Investigators also confirmed the association of four genes already thought to affect the disease.

Pediatrics researchers at The Children’s Hospital of Philadelphia and McGill University identified a gene variant that raises a child’s risk for type 1 diabetes. The research adds a new gene to the four previously discovered for type 1 diabetes.


The investigators compared the genomes of 563 patients with type 1 diabetes with those of 1,146 matched control subjects.

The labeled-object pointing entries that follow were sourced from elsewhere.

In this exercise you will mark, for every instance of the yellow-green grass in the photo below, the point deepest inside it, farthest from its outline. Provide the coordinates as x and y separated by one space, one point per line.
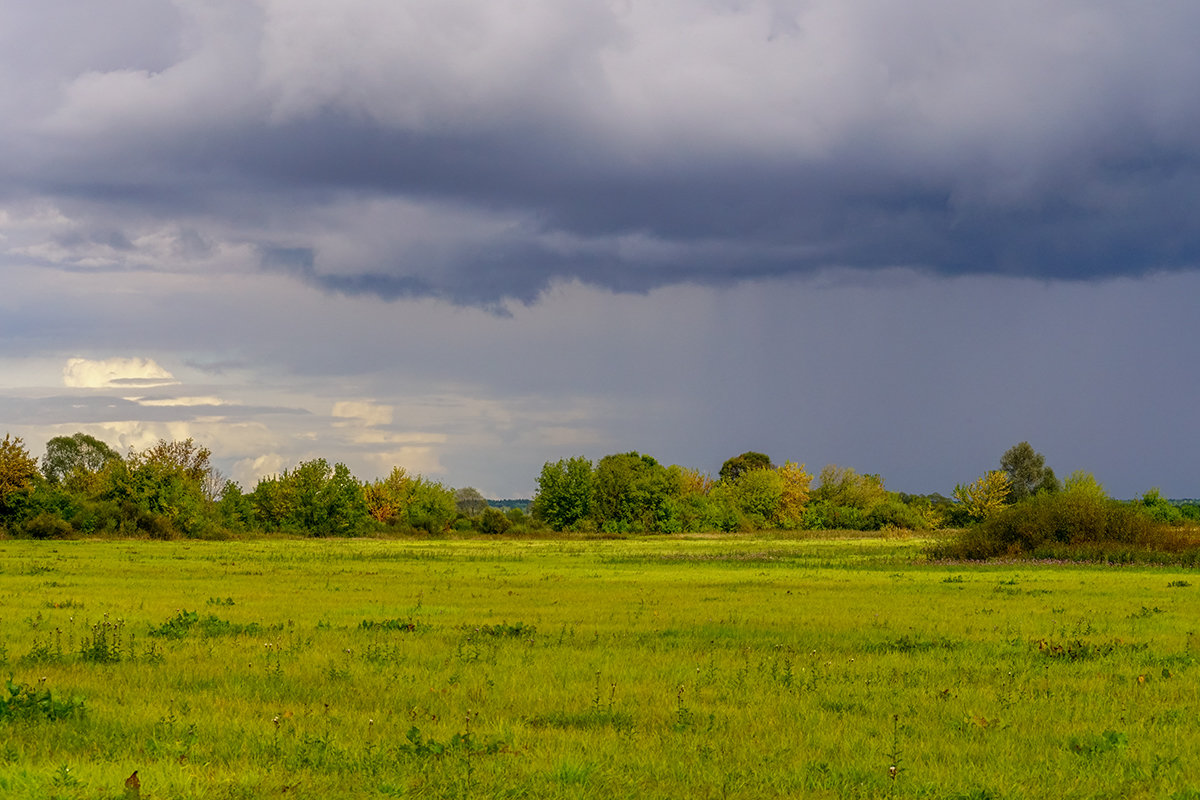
658 667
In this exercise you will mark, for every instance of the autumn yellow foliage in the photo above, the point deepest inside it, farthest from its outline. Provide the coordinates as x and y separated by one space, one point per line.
987 495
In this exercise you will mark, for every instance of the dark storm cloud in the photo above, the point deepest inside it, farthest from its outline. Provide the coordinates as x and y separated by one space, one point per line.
624 145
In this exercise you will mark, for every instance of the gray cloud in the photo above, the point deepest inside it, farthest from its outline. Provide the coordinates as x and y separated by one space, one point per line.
624 145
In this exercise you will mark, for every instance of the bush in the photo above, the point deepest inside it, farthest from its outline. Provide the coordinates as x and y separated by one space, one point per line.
493 522
894 513
48 525
1057 524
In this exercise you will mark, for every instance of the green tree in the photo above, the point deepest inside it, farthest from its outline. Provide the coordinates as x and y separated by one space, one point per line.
759 494
738 465
469 501
78 456
633 492
841 486
1027 471
161 491
1084 483
564 493
315 499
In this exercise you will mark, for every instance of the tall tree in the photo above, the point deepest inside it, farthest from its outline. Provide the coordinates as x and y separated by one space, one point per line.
78 455
1027 471
738 465
631 492
564 493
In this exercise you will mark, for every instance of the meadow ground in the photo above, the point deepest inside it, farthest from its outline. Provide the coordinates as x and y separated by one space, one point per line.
655 667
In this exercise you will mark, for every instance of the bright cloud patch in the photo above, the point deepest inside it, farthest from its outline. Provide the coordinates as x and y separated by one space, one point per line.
363 413
109 373
181 401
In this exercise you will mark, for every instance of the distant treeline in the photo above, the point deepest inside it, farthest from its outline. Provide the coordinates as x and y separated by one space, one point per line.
83 487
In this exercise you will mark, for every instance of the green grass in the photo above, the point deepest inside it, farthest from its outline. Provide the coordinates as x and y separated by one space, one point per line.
664 667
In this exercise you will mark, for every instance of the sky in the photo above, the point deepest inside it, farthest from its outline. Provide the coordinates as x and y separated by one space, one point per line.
472 236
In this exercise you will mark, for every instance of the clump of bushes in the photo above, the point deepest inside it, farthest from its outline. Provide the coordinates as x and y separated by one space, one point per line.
1074 524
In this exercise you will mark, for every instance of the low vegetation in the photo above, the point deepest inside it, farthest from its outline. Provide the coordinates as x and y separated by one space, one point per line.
653 667
84 488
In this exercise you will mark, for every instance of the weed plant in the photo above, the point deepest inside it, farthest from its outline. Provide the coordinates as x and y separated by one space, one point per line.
665 667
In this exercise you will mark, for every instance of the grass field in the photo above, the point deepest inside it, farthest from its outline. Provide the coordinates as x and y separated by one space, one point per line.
642 668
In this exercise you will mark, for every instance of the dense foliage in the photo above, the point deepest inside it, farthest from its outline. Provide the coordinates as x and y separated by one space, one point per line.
84 487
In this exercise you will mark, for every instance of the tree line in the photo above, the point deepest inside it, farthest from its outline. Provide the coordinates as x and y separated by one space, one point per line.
82 486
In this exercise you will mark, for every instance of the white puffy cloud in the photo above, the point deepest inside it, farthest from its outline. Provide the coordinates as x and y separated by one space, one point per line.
361 413
117 372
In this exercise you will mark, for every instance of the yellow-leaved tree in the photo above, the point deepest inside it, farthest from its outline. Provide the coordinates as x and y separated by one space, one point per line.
388 499
17 470
987 495
797 483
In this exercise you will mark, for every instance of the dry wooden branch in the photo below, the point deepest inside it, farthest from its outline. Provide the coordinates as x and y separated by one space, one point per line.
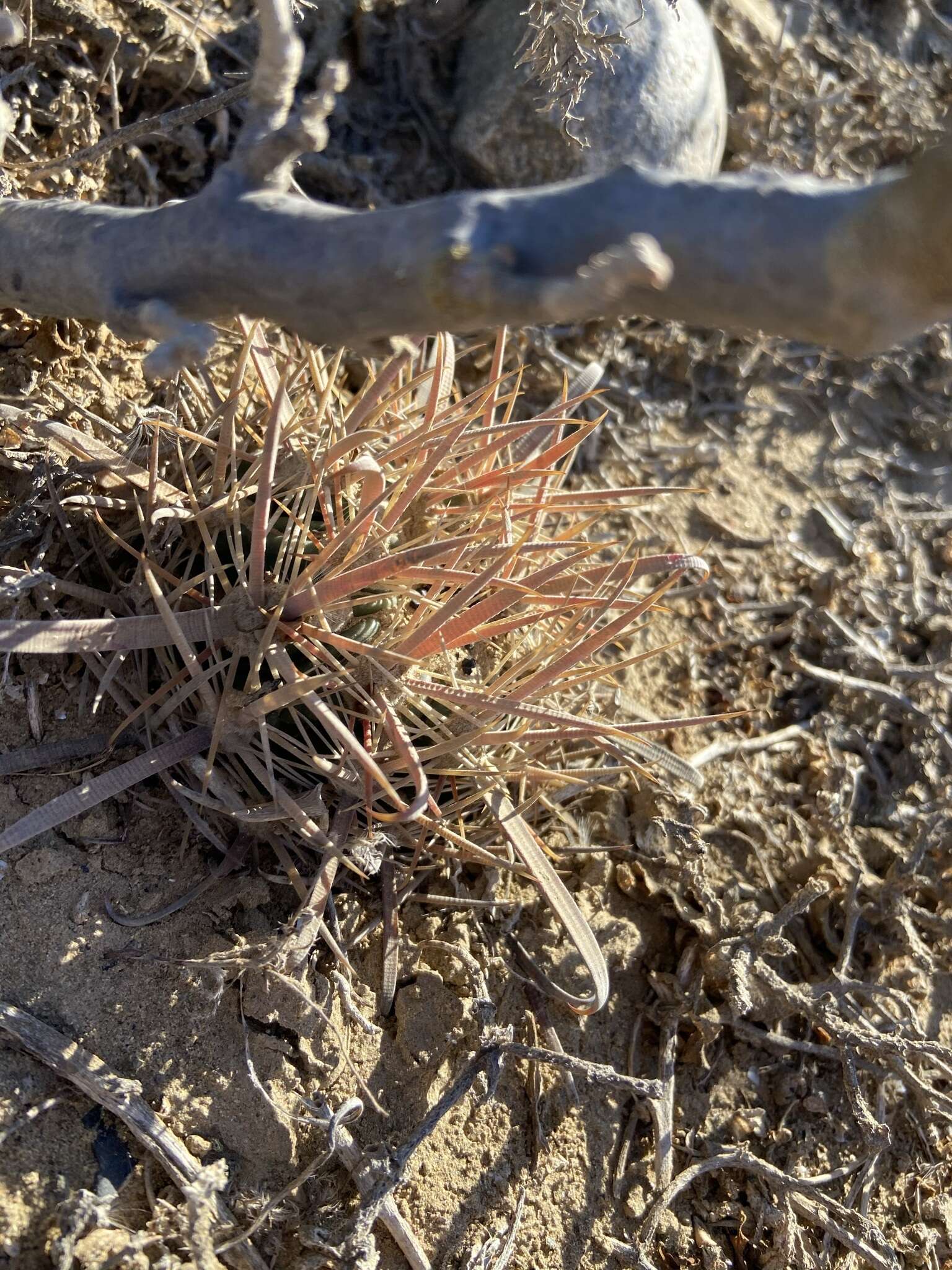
857 267
121 1096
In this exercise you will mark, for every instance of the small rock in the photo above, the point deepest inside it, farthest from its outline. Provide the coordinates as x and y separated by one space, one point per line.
662 102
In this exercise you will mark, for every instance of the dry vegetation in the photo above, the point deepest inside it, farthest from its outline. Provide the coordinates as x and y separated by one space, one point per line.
778 940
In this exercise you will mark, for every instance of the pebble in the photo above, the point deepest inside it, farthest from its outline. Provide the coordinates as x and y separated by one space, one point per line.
660 104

The results were combined with those obtained from an independent analysis of 483 family trios, in which the genomes of a child with the disease and both parents were examined.


The researchers confirmed the four previously identified locations for genes contributing to the disease but also uncovered a new type 1 diabetes locus on chromosome 16, occupied by a gene called KIAA0350. The team then replicated this discovery in yet another independent cohort of 1,333 children from the Type 1 Diabetes Genetics Consortium. This consortium investigated children of European descent in Europe, North America, and Australia as well as 390 additional type 1 diabetes family trios from Canada.


KIAA0350 is known to be active almost exclusively in immune cells. Although scientists do not currently know the exact function of the protein the gene encodes, other research has predicted that it produces a protein called C-type lectin that is located on the surface of immune cells and binds to groups of sugars in the body.


“The role of KIAA0350 needs to be investigated,” says the study’s lead author, Hakon Hakonarson, M.D., Ph.D., the director of the Center for Applied Genomics at The Children’s Hospital. “However, a special cell type called a natural killer (NK) cell expresses this gene abundantly although at different levels based on these gene variants. Our hypothesis is that a special mutation in KIAA0350 may influence the sugar binding of the protein and trigger an autoimmune response that activates these NK cells in such a way that they attack and destroy the islet cells in the pancreas, resulting in type 1 diabetes. A particular version of the gene protects against this inappropriate autoimmune response, while a different version of the gene makes it more likely to happen. ”


The study appeared July 15 in an advance online letter in Nature.